DESASTRES NATURAIS

Arcebispo de Moçambique oferece solidariedade às vítimas de enchente

O Arcebispo João Carlos Hatoa Nunes, de Maputo, expressa a proximidade e o apoio da Igreja às pessoas afetadas pelas fortes inundações que atingiram Moçambique

Da redação, com Vatican News

Fortes chuvas que caem desde meados de dezembro e inundaram grandes áreas de Moçambique / Foto: Amilton Neves – Reuters

Moçambique foi recentemente afetado por fortes chuvas e inundações, que destruíram casas e desalojaram milhares de pessoas. Em resposta, o Arcebispo João Carlos Hatoa Nunes dirigiu uma mensagem de apoio aos fiéis e a todas as pessoas de boa vontade.

O Arcebispo de Maputo expressou a sua “solidariedade, proximidade e esperança” a todos os afetados pela calamidade. “Há inúmeras famílias desalojadas, pessoas que perderam os seus pertences, os seus meios de subsistência e, em alguns casos, entes queridos”, enfatizou.

O purpurado confiou “todos os afetados à intercessão maternal de Nossa Senhora, mãe da esperança e da consolação, para que ela console os que choram, fortaleça os que perderam tudo e ampare os que trabalham para ajudar as vítimas”.
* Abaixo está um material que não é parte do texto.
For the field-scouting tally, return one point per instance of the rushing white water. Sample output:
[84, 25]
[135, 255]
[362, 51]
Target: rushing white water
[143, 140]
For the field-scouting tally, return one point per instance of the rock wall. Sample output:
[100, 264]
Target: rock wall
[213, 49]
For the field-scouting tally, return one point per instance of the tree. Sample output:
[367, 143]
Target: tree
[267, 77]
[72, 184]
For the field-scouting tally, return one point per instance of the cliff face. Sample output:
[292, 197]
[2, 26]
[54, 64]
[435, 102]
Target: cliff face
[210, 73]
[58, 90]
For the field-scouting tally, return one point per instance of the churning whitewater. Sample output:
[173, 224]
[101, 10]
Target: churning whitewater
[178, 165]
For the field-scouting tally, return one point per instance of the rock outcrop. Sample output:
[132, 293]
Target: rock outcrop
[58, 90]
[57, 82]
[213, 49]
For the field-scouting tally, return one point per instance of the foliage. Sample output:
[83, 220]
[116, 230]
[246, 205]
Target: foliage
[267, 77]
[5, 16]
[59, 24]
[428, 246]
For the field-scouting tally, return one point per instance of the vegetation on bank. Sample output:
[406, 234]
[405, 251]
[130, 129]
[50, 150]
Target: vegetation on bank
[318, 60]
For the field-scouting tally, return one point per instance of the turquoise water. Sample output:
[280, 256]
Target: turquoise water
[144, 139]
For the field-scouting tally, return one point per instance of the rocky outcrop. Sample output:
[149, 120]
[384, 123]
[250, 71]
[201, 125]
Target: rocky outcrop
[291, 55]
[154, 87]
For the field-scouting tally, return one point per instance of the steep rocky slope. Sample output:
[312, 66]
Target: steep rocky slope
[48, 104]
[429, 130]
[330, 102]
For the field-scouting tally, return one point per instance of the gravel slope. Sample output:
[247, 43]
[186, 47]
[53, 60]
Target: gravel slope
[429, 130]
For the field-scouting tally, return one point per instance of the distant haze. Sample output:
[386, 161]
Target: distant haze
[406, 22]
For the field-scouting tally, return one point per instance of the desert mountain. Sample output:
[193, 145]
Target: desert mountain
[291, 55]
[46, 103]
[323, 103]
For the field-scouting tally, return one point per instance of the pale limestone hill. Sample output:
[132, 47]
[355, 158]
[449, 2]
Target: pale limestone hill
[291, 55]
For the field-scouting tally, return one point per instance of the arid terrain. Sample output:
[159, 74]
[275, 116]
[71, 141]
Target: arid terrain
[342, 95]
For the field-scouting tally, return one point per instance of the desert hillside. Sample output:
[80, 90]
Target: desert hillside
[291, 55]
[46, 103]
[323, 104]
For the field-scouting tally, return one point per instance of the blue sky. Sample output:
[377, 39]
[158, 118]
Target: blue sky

As chuvas torrenciais e as inundações têm afetado o sul da África, especialmente Moçambique, África do Sul e Zimbabué.

Mais de 100 pessoas morreram nos três países, sendo as regiões sul e central de Moçambique particularmente atingidas. Mais de 300 mil pessoas foram deslocadas na província de Gaza, no país, de acordo com a Associated Press.

Comerciante moçambicano atravessa a enchente após semanas de chuva que prejudicaram seu negócio / Foto: Reprodução Reuters

As inundações não são apenas um fenômeno natural

Inspirando-se na Palavra de Deus, que nos lembra no Primeiro Livro de Samuel que “a obediência é melhor do que o sacrifício”, o Arcebispo Nunes enfatizou que essa mesma Palavra nos fala através da realidade que vivemos.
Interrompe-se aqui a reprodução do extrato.